“The duke’s intention to succour the Rochellers was manifest, as was his care to assure them of it. He commanded me to write and to convey to them the secret advertisement thereof. The last advice I gave them from him contained these words, ’Hold out but three weeks, and God willing I will be with you, either to overcome or to die there.’ The bearer of this received from my hands a hundred Jacobuses to carry it with speed and safety.” The duke had disbursed threescore thousand pounds of his money upon the fleet; and lost his life ere he could get aboard. Nothing but death had hindered him or frustrated his design, of which I am confident by another very remarkable passage. “The duke, a little before his departure from York House, being alone with me in his garden, and giving me his last commands for my journey towards Italy and Spain, one Mr. Wigmore, a gentleman of his, coming to us, presented to his lordship a paper, said to have come from the prophesying Lady Davers,[242] foretelling that he should end his life that month; besides, he had received a letter from a very considerable hand, persuading him to let some other person be sent on that expedition to command in his place; on which occasion the duke made this expression to me: ’Gerbier, if God please, I will go, and be the first man who shall set his foot upon the dyke before Rochel to die, or do the work, whereby the world shall see the reality of our intentions for the relief of that place.’ He had before told me the same in his closet, after he had signed certain despatches of my letters of credence to the Duke of Lorraine and Savoy, to whom I was sent to know what diversion they could make in favour of the king, in case the peace with Spain should not take. His majesty spake to me, on my going towards my residency at Bruxelles—’Gerbier, I do command thee to have a continual care, to press the Infanta and the Spanish ministers there, for the restitution of the Palatinate; for I am obliged in conscience, in honour, and in maxim of state, to stir all the powers of the world, rather than to fail to try to the uttermost to compass this business.’”
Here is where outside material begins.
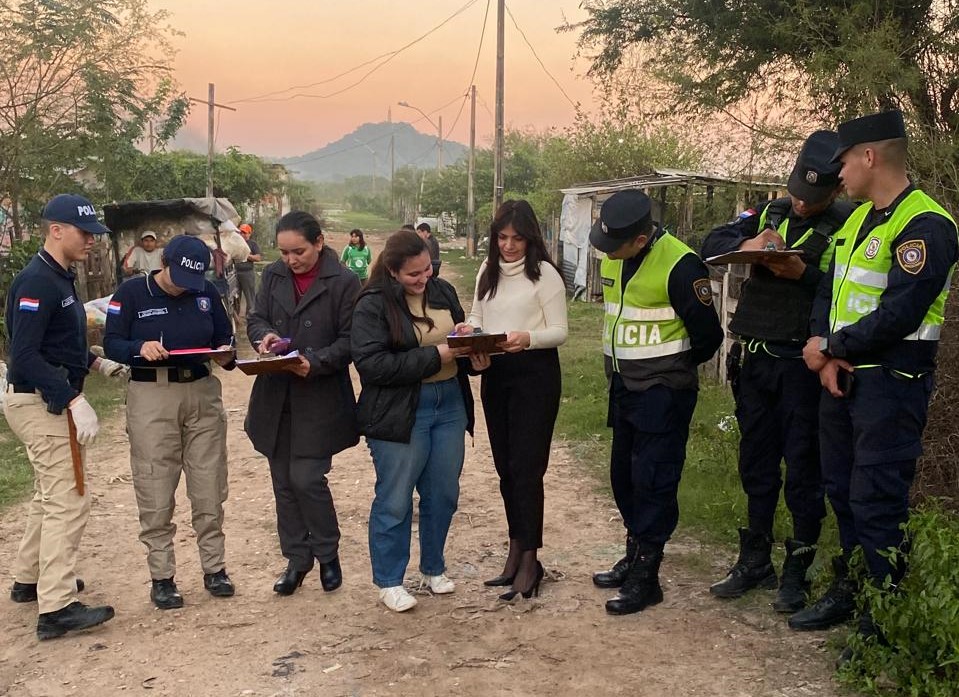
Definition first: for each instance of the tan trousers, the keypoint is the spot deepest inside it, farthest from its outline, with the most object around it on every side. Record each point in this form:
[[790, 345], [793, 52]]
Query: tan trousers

In the week of that expedition, the king took “George” with him in his coach to view the ships at Deptford on their departure for Rochelle, when he said to the duke, “George, there are some that wish both these and thou mightest perish together; but care not for them; we will both perish together, if thou doest!”
A few days before the duke went on his last expedition, he gave a farewell masque and supper at York-house to their majesties. In the masque the duke appeared followed by Envy, with many open-mouthed dogs, which were to represent the barkings of the people, while next came Fame and Truth; and the court allegory expressed the king’s sentiment and the duke’s sanguine hope.
Thus resolutely engaged in the very cause the people had so much at heart, the blood Buckingham would have sealed it with was shed by one of the people themselves; the enterprise, designed to retrieve the national honour, long tarnished, was prevented; and the Protestant cause suffered by one who imagined himself to be, and was blest by nearly the whole nation as, a patriot! Such are the effects of the exaggerations of popular delusion.